More things to worry about by Jerry Leeman

Wind energy in the Gulf of Maine is going to be a great challenge to all varieties of commercial and recreational fisheries. What disturbs me the most is, in all my travels along the coast in the four major fishing ports in New England, very few commercial fishing Captains were aware of the new talks on changing the management stock areas and the reallocation of codfish. This is a concern for many now that they are aware. This raises the question, if no Capatin’s that fish inside the Wind Energy proposed areas were not aware of this future action, then how can the last comment periods on the proposed sights be accurately sighted?

Changing broad stock area 521 off Cape Cod from Georges Bank quota allocation to Western Gulf of Maine allocation is a real issue. Imagine your permit’s catchable limits will be changed. Causing effort issues. Now add on the wind Energy Area east of Cape Cod will force pressure in the Wilkinson’s Basin and Murray Basin fishing grounds. This area is high in the abundance of choke species like Codfish, Gulf of Maine Haddock, and White Hake, which have been a big restraint to the fisheries efforts in these regions. Forcing effort into a concentrated area is never good for the effects of any resource. My rationale behind this argument comes from historical fishing footprints from data from VMS tracking years 2009-2021. NCCOS (National Centers for Coastal Ocean Science) showed the overlap of all vessel tracks in the Gulf of Maine and Georges Bank. While seeing all vessels overlapped on one chart it tells us nothing other than vessels have been in these areas. So, I had NCCOS take the same time frame and split the fleet from vessels under 65 feet and over 65 feet. Then asked them to split those fleets into seasons Winter months and Summer months through the same yearly time frame. These charts now show a story of effort patterns.

What was realized through these separated effort patterns is due to inclement weather conditions in the New England region, these charts show an effort pattern shift from vessels actively using the shoal and harder bottom effort in the Summer months to moving to deep water mud in the Winter months. When you have larger seas and inclement weather the chances of fouling up on the bottom pose a real danger to commercial trawlers due to hang-ups that could pose capsizing to vessels and crew safety.

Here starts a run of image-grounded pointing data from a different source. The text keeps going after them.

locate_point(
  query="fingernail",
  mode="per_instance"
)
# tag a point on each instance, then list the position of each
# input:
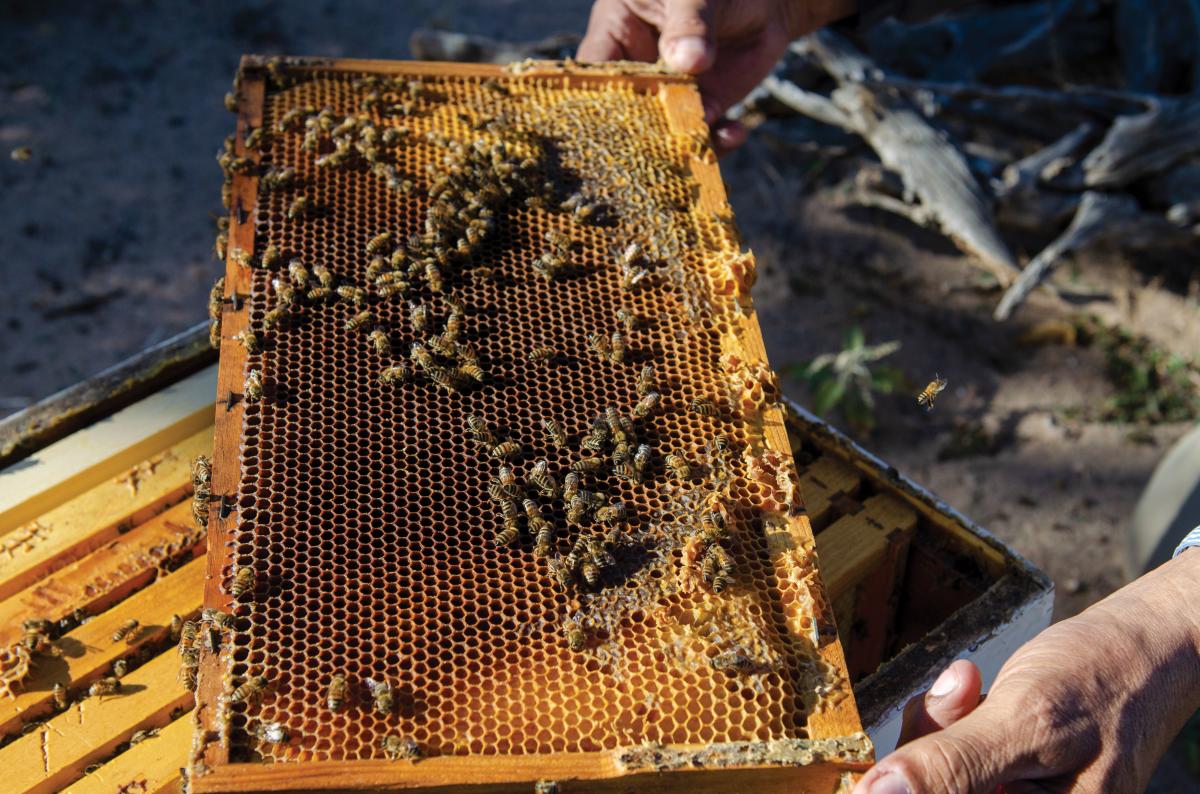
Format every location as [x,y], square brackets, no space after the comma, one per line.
[946,683]
[889,785]
[687,54]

Also, good to note looking specifically at the effort pattern of the vessels under 65 feet shows historically the fleet does not venture further than 100 nautical miles from any of the four major fishing ports in the New England region (Portland, ME. Gloucester, MA. Boston, MA. New Bedford, MA.). This being shown raises the question of access to historical fishing grounds. When looking at the current structure has broad stock areas 513, 514, and 515 which are currently the Gulf of Maine allocation areas for 3 species considered to be choke species due to allocation restraints. Changing this management structure including area 521 off of the Cape Cod region to become the Western Gulf of Maine area from the Georges Bank management area will force vessels further from shore outside their historical fishing grounds. Historically this analysis shows in the winter months, we have more concentrated effort in the Western region of the U.S. fishing grounds due to foul weather and quicker access to the fishing grounds amidst the ever-changing weather patterns. Accessibility is crucial for vital year-round fisheries. Without this access, it can be detrimental to holding fish markets specifically keeping a steady product supply. Once allocations are used up in this region it will force vessels out of the proposed Western Gulf of Maine regional area to transit offshore to further fishing grounds. Specifically, outside the 65 foot vessel’s historical fishing footprint to area 522. Area 522 lies outside the 100 nautical mile footprint of all the four major ports. This poses a severe safety risk to the vessels and crew’s safety and viable access to marketable fish stocks.

In easier terms, we will chew up fish allocations in the Western Gulf of Maine management area from concentrated efforts because of the Wind Energy proposed sites and force vessels to transit into furthermore dangerous waters. Transiting East to access George’s bank quota will have vessels transiting through Windmill sites that pose dangers from radar interference. Also should be noted that the US Coast Guard has no final analysis yet on how Search and Rescue will be able to effectively rescue vessels in danger inside these array areas due to radar interference as well.

These are the real concerns of the fleet and many in industry. We are forcing fishing efforts in a controlled area which forces vessels to transit East. Again the fishing Captains not knowing this issue brings the real question on the last Wind Energy Area comments as being incomplete. Knowing these shifts in area management and stock allocation change the entire dynamic of historical fishing footprints and accessibility to vital fish stocks. This will severely harm the survivability of the commercial trawling fleet. As well jeopardizing the future from keeping wild heart healthy product on the U.S. dinner table.